Est punie des mêmes peines la menace de commettre un crime ou un délit contre les personnes ou les biens proférée à l’encontre d’un agent d’un exploitant de réseau de transport public de voyageurs, d’un enseignant ou de tout membre des personnels travaillant dans les établissements d’enseignement scolaire ou de toute autre personne chargée d’une mission de service public ainsi que d’un professionnel de santé, dans l’exercice de ses fonctions, lorsque la qualité de la victime est apparente ou connue de l’auteur.

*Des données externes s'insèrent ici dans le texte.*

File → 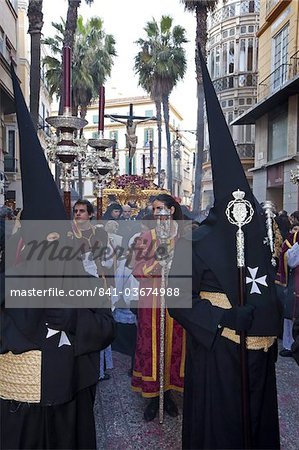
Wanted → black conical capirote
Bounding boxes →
[198,48,252,205]
[194,48,280,336]
[11,64,67,220]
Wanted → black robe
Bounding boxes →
[0,230,115,449]
[168,234,280,449]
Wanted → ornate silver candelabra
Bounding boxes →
[156,207,171,423]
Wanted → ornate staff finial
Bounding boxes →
[262,200,276,267]
[156,207,171,423]
[225,189,254,267]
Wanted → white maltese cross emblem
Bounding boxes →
[246,267,268,294]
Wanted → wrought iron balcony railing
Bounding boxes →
[258,51,299,100]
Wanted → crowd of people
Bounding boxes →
[0,194,299,448]
[0,53,299,450]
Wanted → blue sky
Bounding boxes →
[43,0,197,132]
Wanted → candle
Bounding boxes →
[63,47,72,109]
[149,141,154,166]
[98,86,105,131]
[112,141,116,159]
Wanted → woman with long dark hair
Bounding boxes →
[131,194,185,421]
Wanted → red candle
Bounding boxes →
[63,47,72,109]
[142,155,145,175]
[149,141,154,166]
[112,141,116,159]
[98,86,105,131]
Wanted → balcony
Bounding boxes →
[213,73,257,92]
[236,144,254,159]
[266,0,292,21]
[172,170,182,181]
[4,155,18,173]
[38,116,51,136]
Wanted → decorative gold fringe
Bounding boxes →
[0,350,42,403]
[200,291,276,352]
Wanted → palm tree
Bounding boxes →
[59,0,93,114]
[181,0,217,215]
[135,16,187,192]
[27,0,44,130]
[43,17,116,198]
[43,16,116,118]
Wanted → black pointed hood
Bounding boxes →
[11,64,67,220]
[194,48,279,336]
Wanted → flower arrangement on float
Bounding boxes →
[115,175,150,189]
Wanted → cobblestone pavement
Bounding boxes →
[95,353,299,450]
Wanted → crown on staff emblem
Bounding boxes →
[225,189,254,228]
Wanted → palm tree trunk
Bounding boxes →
[162,95,172,193]
[193,6,207,215]
[59,0,81,114]
[155,99,162,187]
[27,0,43,130]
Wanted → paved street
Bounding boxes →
[95,346,299,450]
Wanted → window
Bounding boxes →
[212,46,220,78]
[268,103,288,161]
[0,27,4,55]
[5,36,12,61]
[239,38,254,72]
[222,4,236,20]
[109,131,118,148]
[126,155,136,175]
[4,127,17,172]
[245,125,252,143]
[222,41,235,75]
[9,0,18,10]
[143,128,154,147]
[240,0,257,14]
[247,39,253,71]
[228,41,235,73]
[272,25,289,90]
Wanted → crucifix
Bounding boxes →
[105,103,157,175]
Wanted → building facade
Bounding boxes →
[77,96,195,205]
[202,0,260,209]
[0,0,18,206]
[234,0,299,213]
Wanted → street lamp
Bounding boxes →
[85,138,115,220]
[290,166,299,184]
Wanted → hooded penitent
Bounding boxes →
[194,49,279,336]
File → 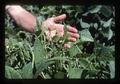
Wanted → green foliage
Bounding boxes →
[5,5,115,79]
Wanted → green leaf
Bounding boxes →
[79,58,89,69]
[109,61,115,79]
[80,29,94,42]
[33,38,46,66]
[54,71,65,79]
[69,45,82,57]
[103,18,112,28]
[100,6,113,17]
[68,68,83,79]
[108,29,113,40]
[80,18,90,28]
[22,62,33,79]
[47,56,69,61]
[89,5,102,13]
[34,61,54,78]
[5,66,22,79]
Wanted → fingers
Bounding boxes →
[54,14,66,22]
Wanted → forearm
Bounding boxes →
[5,5,36,32]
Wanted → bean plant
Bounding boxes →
[5,5,115,79]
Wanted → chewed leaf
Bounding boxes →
[5,66,22,79]
[22,62,33,79]
[80,18,90,28]
[80,29,94,42]
[68,68,83,79]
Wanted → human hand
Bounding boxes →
[5,5,36,32]
[42,14,79,48]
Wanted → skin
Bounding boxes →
[5,5,79,48]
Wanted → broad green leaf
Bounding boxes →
[80,18,90,28]
[100,6,113,17]
[80,29,94,42]
[47,56,69,61]
[103,18,112,28]
[68,68,83,79]
[33,38,46,66]
[22,62,33,79]
[5,66,22,79]
[94,23,98,29]
[69,45,82,57]
[89,5,102,13]
[79,58,89,69]
[108,29,113,40]
[54,71,65,79]
[34,61,54,78]
[109,61,115,79]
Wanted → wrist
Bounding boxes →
[5,5,24,14]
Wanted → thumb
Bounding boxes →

Est punie des mêmes peines la menace de commettre un crime ou un délit contre les personnes ou les biens proférée à l’encontre d’une personne exerçant une activité privée de sécurité mentionnée aux articles L. 611-1 ou L. 621-1 [activités des agences de recherches privées] du code de la sécurité intérieure dans l’exercice de ses fonctions, lorsque la qualité de la victime est apparente ou connue de l’auteur.

Les mêmes peines sont applicables en cas de menace proférée à l’encontre du conjoint, des ascendants ou des descendants en ligne directe des personnes mentionnées aux trois premiers alinéas ou de toute autre personne vivant habituellement à leur domicile, en raison des fonctions exercées par ces personnes.

La peine est portée à cinq ans d’emprisonnement et 75 000 euros d’amende lorsqu’il s’agit d’une menace de mort ou d’une menace d’atteinte aux biens dangereuse pour les personnes.

Est puni de dix ans d’emprisonnement et de 150 000 euros d’amende le fait d’user de menaces, de violences ou de commettre tout autre acte d’intimidation pour obtenir d’une personne mentionnée aux trois premiers alinéas soit qu’elle accomplisse ou s’abstienne d’accomplir un acte de sa fonction, de sa mission ou de son mandat, ou facilité par sa fonction, sa mission ou son mandat, soit qu’elle abuse de son autorité vraie ou supposée en vue de faire obtenir d’une autorité ou d’une administration publique des distinctions, des emplois, des marchés ou toute autre décision favorable.